There are three administratively separate  timeshares. Willowbrook, the newest and nicest (and deservedly 5*) has condo-style units on separate floors of 2 or 3 story buildings. They include 2br lockoffs as well as 1br units (If I recall correctly). It is somewhat separately located from the other two complexes--a mile or two away.  Split Rock offers free (as I recall) on-call shuttle service for on-site trips. 

Westwoods are 2-story townhouses, 4 or six (I forget) to a building. These units have a jacuzzi tub and a sauna on the lower floor. Westwoods were 5* until a couple of years ago. The Westwoods are, yes, a little time-worn and dated in decor.
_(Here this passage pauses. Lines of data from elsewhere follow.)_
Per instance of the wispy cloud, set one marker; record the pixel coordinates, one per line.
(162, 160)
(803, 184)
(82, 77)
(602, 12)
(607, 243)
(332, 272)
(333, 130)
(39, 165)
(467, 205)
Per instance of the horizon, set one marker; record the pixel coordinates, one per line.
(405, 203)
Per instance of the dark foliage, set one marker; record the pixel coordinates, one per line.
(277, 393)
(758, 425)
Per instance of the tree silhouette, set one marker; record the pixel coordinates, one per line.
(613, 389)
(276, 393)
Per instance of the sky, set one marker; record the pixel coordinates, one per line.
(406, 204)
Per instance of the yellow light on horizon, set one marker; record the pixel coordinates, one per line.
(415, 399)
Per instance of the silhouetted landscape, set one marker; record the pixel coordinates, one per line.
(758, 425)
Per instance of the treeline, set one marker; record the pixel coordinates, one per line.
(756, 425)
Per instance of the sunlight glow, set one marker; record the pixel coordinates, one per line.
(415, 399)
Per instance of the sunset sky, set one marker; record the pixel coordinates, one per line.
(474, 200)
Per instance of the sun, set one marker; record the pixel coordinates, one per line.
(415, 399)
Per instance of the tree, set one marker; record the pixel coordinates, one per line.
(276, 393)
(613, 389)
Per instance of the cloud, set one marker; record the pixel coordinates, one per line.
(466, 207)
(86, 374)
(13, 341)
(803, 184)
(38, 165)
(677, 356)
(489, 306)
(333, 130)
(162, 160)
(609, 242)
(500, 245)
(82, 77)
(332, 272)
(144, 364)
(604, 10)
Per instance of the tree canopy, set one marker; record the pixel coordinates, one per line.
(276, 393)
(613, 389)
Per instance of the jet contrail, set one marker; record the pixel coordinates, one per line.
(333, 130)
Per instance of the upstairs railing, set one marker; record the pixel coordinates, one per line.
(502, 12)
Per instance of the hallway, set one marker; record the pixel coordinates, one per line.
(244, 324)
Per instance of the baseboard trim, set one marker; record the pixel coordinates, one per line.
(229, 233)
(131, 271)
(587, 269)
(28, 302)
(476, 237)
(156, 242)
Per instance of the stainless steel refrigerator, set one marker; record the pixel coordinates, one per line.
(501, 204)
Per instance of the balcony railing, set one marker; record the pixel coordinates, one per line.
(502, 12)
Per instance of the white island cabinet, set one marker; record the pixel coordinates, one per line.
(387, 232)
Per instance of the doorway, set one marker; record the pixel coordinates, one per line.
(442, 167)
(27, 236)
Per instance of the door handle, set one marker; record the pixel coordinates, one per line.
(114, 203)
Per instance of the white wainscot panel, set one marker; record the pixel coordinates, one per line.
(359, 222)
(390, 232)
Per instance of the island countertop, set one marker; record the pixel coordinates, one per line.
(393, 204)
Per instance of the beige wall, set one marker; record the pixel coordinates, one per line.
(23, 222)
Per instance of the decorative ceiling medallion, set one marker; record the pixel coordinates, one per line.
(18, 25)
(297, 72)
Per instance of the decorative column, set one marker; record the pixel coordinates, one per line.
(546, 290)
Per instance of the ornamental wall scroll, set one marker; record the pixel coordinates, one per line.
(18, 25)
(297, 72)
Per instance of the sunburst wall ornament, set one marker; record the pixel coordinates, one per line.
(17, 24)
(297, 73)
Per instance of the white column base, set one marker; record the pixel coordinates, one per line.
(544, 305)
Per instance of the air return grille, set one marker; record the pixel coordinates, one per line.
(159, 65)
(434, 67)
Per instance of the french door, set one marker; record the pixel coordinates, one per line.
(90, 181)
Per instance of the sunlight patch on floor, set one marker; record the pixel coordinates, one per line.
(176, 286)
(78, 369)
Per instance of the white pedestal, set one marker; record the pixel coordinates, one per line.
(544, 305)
We think they are ok, but they are definitely not in the Marriott league. The resort is refirbishing these units, but at a snails pace. Westwoods are within a somewhat long but pleasant walk of the Galeria and other Split Rock facilities (except the planned Water Park)

Galeria units are in the large Galeria building, somewhat hotel in style.They come in 2br, 1br and, I believe, efficiency.

A big plus at Split Rock is the variety of family activities available. At the Galeria is the Sportsplex with bowling alley, game arcade, indoor tennis, swimming pool, movie theater (1st run movies), exercise room and spa. And an ice cream parlor, snack bar and restaurant. Also at Split Rock is a beach (sort of) at the lake (Lake Harmony), miniature golf, pond fishing, tennis outdoor pool (what have I forgotten), and soon there will be a water park. As I recall, the golf course has 36 holes. Winter skiing and tubing are available at nearby Boulder and Jack Frost areas. The Water Park is being built near the Willowbrook complex, I've been told, and last I heard (which was quite a while ago) it would be ready this Fall, around November. 

Jack


----------



## Scruntch (Nov 26, 2006)

*Ridge Top at Shawnee*

I would avoid this resort.  It is the only one we have traded into and been displeased with the condition.  I understand there are refurbished units but not the one we were in - very tired and in need of attention.  We were there in October of 2005.


----------



## bigfrank (Dec 9, 2006)

Scruntch said:
			
		

> I would avoid this resort.  It is the only one we have traded into and been displeased with the condition.  I understand there are refurbished units but not the one we were in - very tired and in need of attention.  We were there in October of 2005.



 Keep in mind that there are different areas of Shawnee. I have been there a few times. I know what you mean as far as getting an older room but I have lucked out with a nice newer room about 3 times so far.


----------



## johnmfaeth (Dec 9, 2006)

Keep in mind that the two oldest areas at Shawnee had most of their units redone last year/early this year as they flooded in June, 2005 from a 100 year flood on the Delaware. The river was about 40 feet above flood stage. 

I have been inside a Shawnee Village (original phase) and Fairway Village unit since refurbing and they look great. The ugly greens are gone and things are all in gentle off-white paint.

Certainly nice and comfortable, pretty new and clean.


----------



## Timeshare Von (Dec 10, 2006)

*Split Rock - Former RTU Owner*

I wonder why I never was offered "deeded" ownership after my 20 year's was up?  I had no contact from them as my agreement came to a close.  I just figured they were happy to see the original financiers of their project done.


----------



## Cayuga (Dec 17, 2006)

I've seen mixed comments posted on TUG about the Villas at Treetops/Fairways/Fernwood resort complex. However, we have always enjoyed our visits and stayed in very nicely appointed units. These have typically been in the Treetops 6000+ series units.

Also, in terms of recreational activities, entertainment,and food options, this resort,I believe, has more to offer in a convenient manner than the Shawnee facility.


----------